The outcome was consistent with an evaluation of the CRC plans that Vlad Kogan at UCSD and I conducted for the California Journal of Politics and Policy (in fact, the Court cited the paper in its decision).  Not only are the new maps an improvement over the old ones on a variety of criteria the CRC was supposed to consider, they are also a little more competitive and show no signs of clear partisan favoritism.  That doesn’t mean that one party won’t benefit—Democrats can generally expect to do a little better—but these gains have as much to do with particular outcomes under the old maps as anything with the new ones.

My sense is that most political scientists and other savvy political observers would not have expected the commission to be such a success.  There were plenty of good reasons to be skeptical:

  1. It was composed of ordinary citizens with no formal connections to the Sacramento political establishment and little experience with redistricting;
  2. It had 5 Democrats, 5 Republicans, and 4 independents, and a majority of each group had to approve the plan;
  3. The criteria the commission was required to consider (compactness, minority representation, etc.) often contradicted each other (though the commission improved their own draft maps on virtually all these dimensions);
  4. The maps benefit the Democrats, yet a Supreme Court composed almost entirely of Republican appointees (6 out of 7) has repeatedly and unanimously ruled in the commission’s favor.

It makes me wonder whether the commission model is actually the right one for the post-Baker v.

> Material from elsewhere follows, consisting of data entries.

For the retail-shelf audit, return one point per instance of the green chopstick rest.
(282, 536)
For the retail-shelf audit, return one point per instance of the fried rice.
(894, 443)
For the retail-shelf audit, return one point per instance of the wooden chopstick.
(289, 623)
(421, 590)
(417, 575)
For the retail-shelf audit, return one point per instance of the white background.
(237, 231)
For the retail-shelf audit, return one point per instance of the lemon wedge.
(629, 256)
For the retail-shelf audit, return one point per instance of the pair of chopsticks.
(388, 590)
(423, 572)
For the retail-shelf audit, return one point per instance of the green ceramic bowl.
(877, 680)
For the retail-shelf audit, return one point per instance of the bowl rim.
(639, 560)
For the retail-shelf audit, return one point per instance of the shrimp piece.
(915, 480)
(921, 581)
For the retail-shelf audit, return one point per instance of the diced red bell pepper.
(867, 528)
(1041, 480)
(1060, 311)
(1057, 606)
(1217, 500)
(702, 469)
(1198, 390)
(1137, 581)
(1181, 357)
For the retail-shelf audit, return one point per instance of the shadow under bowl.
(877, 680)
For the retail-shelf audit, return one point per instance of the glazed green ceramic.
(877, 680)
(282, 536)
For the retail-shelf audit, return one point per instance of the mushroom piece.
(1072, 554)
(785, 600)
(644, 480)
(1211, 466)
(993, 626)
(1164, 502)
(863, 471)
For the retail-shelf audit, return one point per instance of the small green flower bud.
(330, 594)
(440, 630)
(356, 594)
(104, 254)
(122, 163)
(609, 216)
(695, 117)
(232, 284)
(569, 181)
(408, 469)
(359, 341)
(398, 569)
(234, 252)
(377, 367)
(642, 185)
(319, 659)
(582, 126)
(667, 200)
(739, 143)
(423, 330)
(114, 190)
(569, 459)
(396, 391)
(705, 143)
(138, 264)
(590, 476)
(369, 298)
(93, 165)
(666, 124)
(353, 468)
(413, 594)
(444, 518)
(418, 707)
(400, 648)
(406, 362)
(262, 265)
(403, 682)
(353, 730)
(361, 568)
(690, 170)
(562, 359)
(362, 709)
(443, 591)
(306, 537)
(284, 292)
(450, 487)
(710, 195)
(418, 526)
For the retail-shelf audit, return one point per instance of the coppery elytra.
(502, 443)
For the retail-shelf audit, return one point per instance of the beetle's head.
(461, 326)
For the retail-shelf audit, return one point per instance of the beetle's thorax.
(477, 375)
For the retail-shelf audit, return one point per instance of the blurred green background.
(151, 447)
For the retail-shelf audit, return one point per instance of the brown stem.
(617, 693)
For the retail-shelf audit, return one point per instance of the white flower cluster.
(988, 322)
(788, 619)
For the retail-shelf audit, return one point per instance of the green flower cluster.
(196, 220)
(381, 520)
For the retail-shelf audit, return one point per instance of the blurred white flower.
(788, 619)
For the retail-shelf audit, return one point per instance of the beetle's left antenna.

Carr era.  By requiring a new redistricting every 10 years, that US Supreme Court decision forced a contentious political fight that many states used to studiously avoid.  The result has been endless litigation, with the courts trying and often failing to stay out of the fray.

A commission like the one in California both avoids conflicts of interest and offers maximum transparency.   Indeed, the CRC held dozens of public hearings, all those hearings were filmed on line, all the data from the draft and final maps were publicly available, and the commission released a final report (mandated by law) detailing how its maps met a variety of legal requirements.  In essence, the commission drew the lines the way a Court would draw them—with documentation about why the lines were drawn and which legal requirements they satisfy—and while the commissioners might have had strong political points of view they did not benefit personally from the lines.  Considered this way, the commission becomes a quasi-judicial body, and its products correspondingly more valid in the eyes of a Court.  That doesn’t mean that a commission’s maps are necessarily “better” (can someone offer a definition of “better” that everyone would agree on?) except in the sense that they are a more appropriate fit for what has become a quasi-judicial process.

I’d be interested to hear reactions to this idea, especially from those who support the legislature-drawn model.  Why not a commission?  If a commission is such a bad idea, why has California’s experience been a good one (so far)?  Is it just dumb luck?  Or is there something more meaningful going on here?